CytRx Corporation announced initial data from a Phase 1b clinical trial evaluating the pharmacokinetics and safety of aldoxorubicin, its novel conjugate of the widely used chemotherapeutic agent doxorubicin, in patients with metastatic solid tumors who have either relapsed or not responded to treatment with standard therapies. The data indicate that aldoxorubicin has a distribution half-life of 20-24 hours following infusion, which is significantly longer than doxorubicin’s initial half-life of five minutes. The data also demonstrate that aldoxorubicin demonstrated a distribution to healthy tissues that was 250-fold lower than that of doxorubicin.
“The initial trial results provide positive insights about how aldoxorubicin acts within the body, which is an important component of regulatory submissions and could point to its safety and effectiveness,” said Steven A. Kriegsman, CytRx President and CEO. “A longer half-life and narrow drug distribution to healthy tissues are potentially beneficial characteristics, because the drug remains active for increased time periods with decreased potential for toxicity.

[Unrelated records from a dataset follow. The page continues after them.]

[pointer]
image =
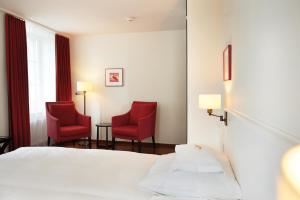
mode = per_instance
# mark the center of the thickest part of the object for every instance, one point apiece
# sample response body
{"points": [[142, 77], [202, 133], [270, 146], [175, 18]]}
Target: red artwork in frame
{"points": [[227, 69]]}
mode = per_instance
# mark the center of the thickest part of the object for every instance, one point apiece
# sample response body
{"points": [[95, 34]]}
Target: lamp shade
{"points": [[289, 181], [209, 101], [84, 86]]}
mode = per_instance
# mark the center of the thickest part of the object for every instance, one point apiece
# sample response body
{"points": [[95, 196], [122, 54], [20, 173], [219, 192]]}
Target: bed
{"points": [[35, 173]]}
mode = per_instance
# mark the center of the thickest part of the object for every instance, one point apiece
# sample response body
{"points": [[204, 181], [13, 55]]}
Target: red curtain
{"points": [[63, 69], [17, 81]]}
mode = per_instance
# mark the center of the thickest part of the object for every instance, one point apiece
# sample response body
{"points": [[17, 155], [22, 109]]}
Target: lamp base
{"points": [[222, 118]]}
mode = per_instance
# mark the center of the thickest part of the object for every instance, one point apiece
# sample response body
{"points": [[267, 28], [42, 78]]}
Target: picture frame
{"points": [[114, 77], [227, 63]]}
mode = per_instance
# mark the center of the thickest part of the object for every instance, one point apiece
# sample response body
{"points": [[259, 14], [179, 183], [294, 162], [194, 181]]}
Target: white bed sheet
{"points": [[36, 173]]}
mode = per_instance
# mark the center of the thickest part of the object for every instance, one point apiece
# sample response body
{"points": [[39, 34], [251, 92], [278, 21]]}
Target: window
{"points": [[41, 77]]}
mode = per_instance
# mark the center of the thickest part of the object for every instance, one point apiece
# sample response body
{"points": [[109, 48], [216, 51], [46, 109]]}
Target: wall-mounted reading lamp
{"points": [[210, 102], [82, 88], [289, 180]]}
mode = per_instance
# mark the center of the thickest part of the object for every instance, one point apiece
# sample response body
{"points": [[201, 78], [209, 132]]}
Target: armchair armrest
{"points": [[53, 125], [147, 125], [84, 120], [120, 120]]}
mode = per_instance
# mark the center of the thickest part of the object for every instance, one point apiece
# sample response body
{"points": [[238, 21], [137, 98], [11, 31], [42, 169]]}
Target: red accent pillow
{"points": [[139, 110], [66, 113]]}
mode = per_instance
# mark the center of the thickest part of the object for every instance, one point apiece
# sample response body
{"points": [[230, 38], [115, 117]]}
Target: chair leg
{"points": [[140, 147], [153, 142], [132, 145], [113, 143], [90, 142]]}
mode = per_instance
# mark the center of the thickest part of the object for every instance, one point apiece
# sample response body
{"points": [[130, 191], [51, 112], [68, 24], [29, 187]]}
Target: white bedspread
{"points": [[36, 173]]}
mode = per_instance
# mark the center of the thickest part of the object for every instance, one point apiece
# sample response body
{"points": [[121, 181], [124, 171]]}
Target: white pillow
{"points": [[194, 158], [162, 180]]}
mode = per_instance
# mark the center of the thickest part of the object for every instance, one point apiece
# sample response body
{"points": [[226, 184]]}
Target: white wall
{"points": [[204, 68], [3, 87], [263, 97], [154, 68]]}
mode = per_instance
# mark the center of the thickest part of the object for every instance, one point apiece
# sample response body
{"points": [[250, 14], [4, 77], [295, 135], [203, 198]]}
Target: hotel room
{"points": [[149, 100]]}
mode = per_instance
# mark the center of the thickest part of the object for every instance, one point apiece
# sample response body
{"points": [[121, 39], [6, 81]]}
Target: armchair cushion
{"points": [[67, 131], [129, 130], [66, 113], [139, 110]]}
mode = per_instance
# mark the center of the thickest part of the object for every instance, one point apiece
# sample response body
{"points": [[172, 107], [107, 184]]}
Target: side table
{"points": [[106, 126]]}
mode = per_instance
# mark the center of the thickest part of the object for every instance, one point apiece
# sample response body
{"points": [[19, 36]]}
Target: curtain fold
{"points": [[63, 69], [17, 81]]}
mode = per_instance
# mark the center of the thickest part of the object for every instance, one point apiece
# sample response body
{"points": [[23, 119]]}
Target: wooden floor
{"points": [[126, 146]]}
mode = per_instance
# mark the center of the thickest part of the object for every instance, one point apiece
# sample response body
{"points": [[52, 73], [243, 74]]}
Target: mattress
{"points": [[35, 173]]}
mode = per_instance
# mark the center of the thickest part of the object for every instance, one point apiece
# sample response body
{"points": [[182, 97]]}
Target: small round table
{"points": [[106, 126]]}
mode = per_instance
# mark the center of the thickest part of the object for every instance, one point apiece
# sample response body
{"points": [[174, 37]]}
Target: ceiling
{"points": [[80, 17]]}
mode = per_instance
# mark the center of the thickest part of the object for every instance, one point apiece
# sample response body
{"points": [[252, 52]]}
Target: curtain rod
{"points": [[24, 19]]}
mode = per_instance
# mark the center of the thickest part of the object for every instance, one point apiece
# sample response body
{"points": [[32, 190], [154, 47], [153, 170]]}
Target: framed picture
{"points": [[227, 63], [114, 77]]}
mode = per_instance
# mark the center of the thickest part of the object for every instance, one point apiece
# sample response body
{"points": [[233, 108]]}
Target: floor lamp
{"points": [[82, 88]]}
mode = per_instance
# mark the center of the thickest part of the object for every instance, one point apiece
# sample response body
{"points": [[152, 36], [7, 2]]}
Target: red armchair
{"points": [[64, 123], [137, 124]]}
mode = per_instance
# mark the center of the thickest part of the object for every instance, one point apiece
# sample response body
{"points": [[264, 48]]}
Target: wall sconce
{"points": [[289, 181], [210, 102], [82, 88]]}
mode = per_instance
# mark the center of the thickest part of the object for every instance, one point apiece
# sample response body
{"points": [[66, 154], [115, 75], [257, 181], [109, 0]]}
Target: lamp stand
{"points": [[222, 118], [84, 104], [84, 100]]}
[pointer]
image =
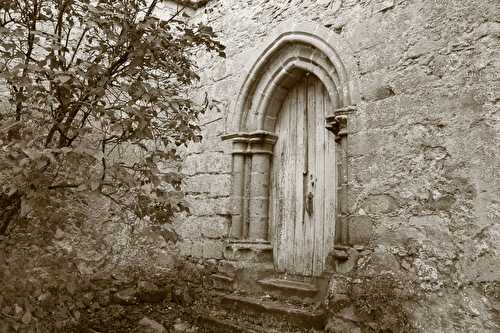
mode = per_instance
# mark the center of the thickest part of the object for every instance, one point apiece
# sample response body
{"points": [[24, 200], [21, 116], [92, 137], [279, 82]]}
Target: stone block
{"points": [[213, 249], [201, 205], [380, 204], [360, 230], [213, 185], [214, 226], [210, 162], [185, 247]]}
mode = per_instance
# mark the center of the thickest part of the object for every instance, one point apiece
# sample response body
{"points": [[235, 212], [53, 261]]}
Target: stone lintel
{"points": [[193, 4], [257, 142], [263, 136]]}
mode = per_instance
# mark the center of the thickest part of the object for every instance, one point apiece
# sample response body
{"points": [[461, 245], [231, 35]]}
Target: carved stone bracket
{"points": [[336, 122]]}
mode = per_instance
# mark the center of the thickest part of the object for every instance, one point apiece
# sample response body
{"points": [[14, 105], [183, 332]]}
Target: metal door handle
{"points": [[309, 203]]}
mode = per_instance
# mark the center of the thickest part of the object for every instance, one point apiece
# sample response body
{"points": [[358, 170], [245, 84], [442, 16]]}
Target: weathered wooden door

“In the clinical trial, aldoxorubicin has shown prolonged clinical activity in two trial patients with small cell lung cancer who had failed other therapies, including a partial tumor response,” he added. “This was observed even at the lower, well-tolerated dose. We may consider further investigating aldoxorubicin in this indication among several others in the future. In fact, aldoxorubicin could be active against a variety of cancers, having shown to be superior to widely used doxorubicin in multiple animal models of cancer.”
The open-label, single-center Phase 1b clinical trial is being conducted under the direction of Dr. Monica Mita at Cedars-Sinai Medical Center in Los Angeles. Aldoxorubicin is being administered at doses of 230 mg/m2 and 350 mg/m2 every 21 days for up to 8 consecutive cycles.